No luck there either. The House subcommittee holding hearings on the VRA is chaired by Trent Franks, who was one of the 33 voting against renewing the VRA in 2006. The witnesses the subcommittee's Republican majority called had a unified message: Don't bother; there's no problem that needs fixing.

When you consider that the states covered by Section 4 are overwhelmingly represented by Republicans (strange coincidence there, don't you think?) and Republicans control the House, the prospects for a reasonable revision seem remote.

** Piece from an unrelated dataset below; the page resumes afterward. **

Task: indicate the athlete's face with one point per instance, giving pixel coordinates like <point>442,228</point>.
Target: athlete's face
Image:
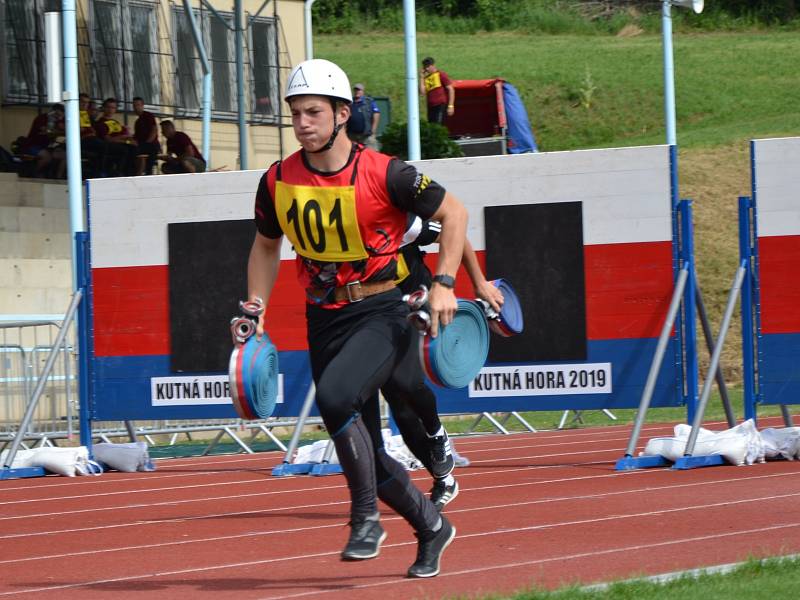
<point>313,120</point>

The Justice Department could get a federal court to re-instate preclearance on specific states for specific reasons. OK, Section 4 is most likely gone for good, so Section 5 (preclearance) doesn't function automatically. But there's still Section 3c, containing what for some reason is called the "pocket trigger". Translating from the legalese: If the Attorney General wins a voting-rights case in federal court against some state, the court can do more than just reverse whatever discriminatory practice the state had instituted; it can also "retain jurisdiction" over that state's voting laws "for such period as it may deem appropriate".

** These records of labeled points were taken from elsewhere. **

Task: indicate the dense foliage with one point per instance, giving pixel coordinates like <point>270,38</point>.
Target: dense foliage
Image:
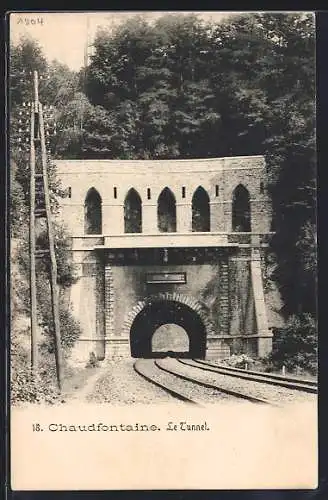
<point>179,88</point>
<point>28,56</point>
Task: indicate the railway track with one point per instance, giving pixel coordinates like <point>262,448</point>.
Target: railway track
<point>267,378</point>
<point>149,370</point>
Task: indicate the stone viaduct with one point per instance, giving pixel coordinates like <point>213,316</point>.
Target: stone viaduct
<point>159,242</point>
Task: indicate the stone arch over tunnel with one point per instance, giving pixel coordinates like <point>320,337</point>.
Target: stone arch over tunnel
<point>149,315</point>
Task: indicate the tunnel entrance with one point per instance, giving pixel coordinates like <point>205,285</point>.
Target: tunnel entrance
<point>154,332</point>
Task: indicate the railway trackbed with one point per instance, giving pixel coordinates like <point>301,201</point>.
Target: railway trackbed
<point>266,378</point>
<point>181,386</point>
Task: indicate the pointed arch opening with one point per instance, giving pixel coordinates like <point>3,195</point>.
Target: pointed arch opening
<point>92,212</point>
<point>166,212</point>
<point>132,212</point>
<point>241,212</point>
<point>200,210</point>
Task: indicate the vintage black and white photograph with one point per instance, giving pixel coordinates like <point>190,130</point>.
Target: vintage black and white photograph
<point>163,228</point>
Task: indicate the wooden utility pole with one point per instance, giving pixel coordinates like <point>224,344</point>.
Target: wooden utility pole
<point>53,263</point>
<point>42,209</point>
<point>34,340</point>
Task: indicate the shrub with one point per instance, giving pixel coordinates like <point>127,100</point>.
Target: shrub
<point>239,360</point>
<point>295,346</point>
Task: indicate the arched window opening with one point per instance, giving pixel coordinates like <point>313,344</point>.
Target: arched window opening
<point>92,213</point>
<point>166,212</point>
<point>241,213</point>
<point>132,212</point>
<point>200,210</point>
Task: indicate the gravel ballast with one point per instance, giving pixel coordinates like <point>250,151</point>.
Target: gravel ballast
<point>275,394</point>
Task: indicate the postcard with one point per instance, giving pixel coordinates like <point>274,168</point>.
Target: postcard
<point>163,250</point>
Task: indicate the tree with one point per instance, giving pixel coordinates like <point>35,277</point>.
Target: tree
<point>27,55</point>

In short, what the Jim Crow states were doing fifty years ago can no longer justify preclearance. But if a court finds a state is doing something bad right now, and if it believes that new bad things are likely to keep happening in that state, it can re-institute preclearance for that state.

On July 25, Attorney General Holder announced he would take this path, and his test case is Texas, where there is an ongoing lawsuit about redistricting and alleged attempts to gerrymander Hispanics out of their fair representation in the legislature. Holder also plans to challenge the Texas photo-ID law, which the Justice Department had blocked under the now-inapplicable Section 5. ( Texas' photo-ID law is particularly insidious. Yes, you can get a free state ID card if you don't already have a drivers' license; but in the heavily-Hispanic parts of the state, you might have to get somebody to drive you 100 miles to the nearest office that can issue such an ID. The Justice Department charges that 1.5 million eligible Texas voters lack photo IDs, while Texas counters that "only" 795,000 do. And a gun permit is considered adequate ID for voting, but a University of Texas student ID isn't.)

Eventually, one such case is going to get back to the Supreme Court, and then we'll find out something about our five conservative justices: Do they just dislike Section 4 of the Voting Rights Act? Or do they dislike the voting rights Section 4 protected?